British comedy by George Pollock

Kill or Cure is a 1962 British comedy film directed by George Pollock and starring Terry-Thomas and Eric Sykes. It was written by David Pursall and Jack Seddon.

==Plot==
Captain Jeroboam Barker-Rynde comes to a country hotel to assist a wealthy widow. He endures a nature cure diet and exercises under Rumbelow. When the widow is poisoned, Barker-Rynde and Rumbelow join forces to win a reward offered by hotel manager Crossley. Crossley is next murdered, and the clues point to the original criminal.

==Cast==
- Terry-Thomas as Captain J. (Jeroboam) Barker-Rynde PI
- Eric Sykes as Rumbelow
- Dennis Price as Dr. Julian Crossley
- Lionel Jeffries as Detective Inspector Hook
- Moira Redmond as Francis Roitman, Clifford's secretary
- Katya Douglas as Rita, Green Glades nurse
- David Lodge as Richards, male nurse
- Ronnie Barker as Burton, Hook's assistant
- Hazel Terry as Mrs. Rachel Crossley
- Derren Nesbitt as Roger Forrester (as Derrin Nesbitt)
- Harry Locke as Riggins
- Arthur Howard as Johnson, Green Glades desk clerk
- Tristram Jellinek as assistant clerk
- Peter Butterworth as Green Glades barman
- Patricia Hayes as Lily, waitress
- Anna Russell as Mrs.
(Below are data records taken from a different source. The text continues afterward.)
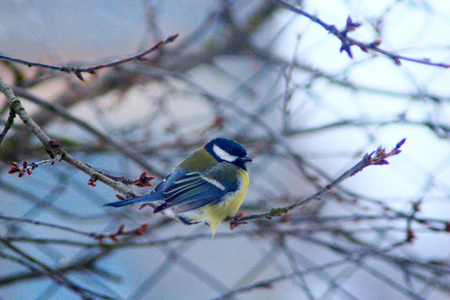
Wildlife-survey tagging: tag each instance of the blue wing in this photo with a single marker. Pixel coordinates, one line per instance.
(184, 192)
(193, 191)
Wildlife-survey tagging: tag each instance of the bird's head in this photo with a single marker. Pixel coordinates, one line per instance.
(225, 150)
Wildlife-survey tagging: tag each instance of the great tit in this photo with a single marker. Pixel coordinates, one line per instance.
(208, 186)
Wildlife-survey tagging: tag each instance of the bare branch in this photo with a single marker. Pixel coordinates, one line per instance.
(93, 69)
(348, 42)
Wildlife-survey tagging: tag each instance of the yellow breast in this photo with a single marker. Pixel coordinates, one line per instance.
(228, 207)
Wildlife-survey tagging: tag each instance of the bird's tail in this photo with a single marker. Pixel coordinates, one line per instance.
(146, 198)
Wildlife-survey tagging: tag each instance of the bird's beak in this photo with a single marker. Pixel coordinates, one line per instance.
(247, 159)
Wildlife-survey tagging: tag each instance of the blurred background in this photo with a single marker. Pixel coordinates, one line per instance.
(272, 80)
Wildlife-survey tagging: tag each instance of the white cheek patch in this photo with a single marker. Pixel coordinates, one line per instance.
(214, 182)
(223, 154)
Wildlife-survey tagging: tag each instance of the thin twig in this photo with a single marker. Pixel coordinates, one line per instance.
(347, 41)
(377, 157)
(8, 125)
(53, 148)
(93, 69)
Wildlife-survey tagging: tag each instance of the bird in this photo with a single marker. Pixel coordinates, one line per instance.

Margaret Clifford
- Mandy as Horatio
- Sidney Vivian as Fred, Barker-Rynde's assistant (as Sidney Vyvyan)
- Julian Orchard as P.C. Lofthouse

==Production==
The film was made by MGM's British production arm under Lawrence Bachmann.

==Reception==

===Box office===
According to MGM records, the film made a profit of $89,000.

===Critical===
The Monthly Film Bulletin wrote: "Devotees of Terry-Thomas or Eric Sykes may find something to go for in this slapstick farce, and the physiotherapy equipment and the Pekinese also have their moments. Otherwise, however, there is little to distinguish its undemanding humour from that of a multitude of other minor British comedies."

British film critic Leslie Halliwell said: "Flatfooted and unprofessional murder farce whose only pace is slow."

The Radio Times Guide to Films gave the film 1/5 stars, writing: "This is the kind of comedy that could have killed off the British film industry, despite its domestic star-power and the usually reliable writing team of David Pursall and Jack Seddon. When bumbling private detective Terry-Thomas tries to investigate a murder at a posh spa, the only interest is in seeing him lock comedy horns with Eric Sykes and Lionel Jeffries. Unfortunately, it is to little effect."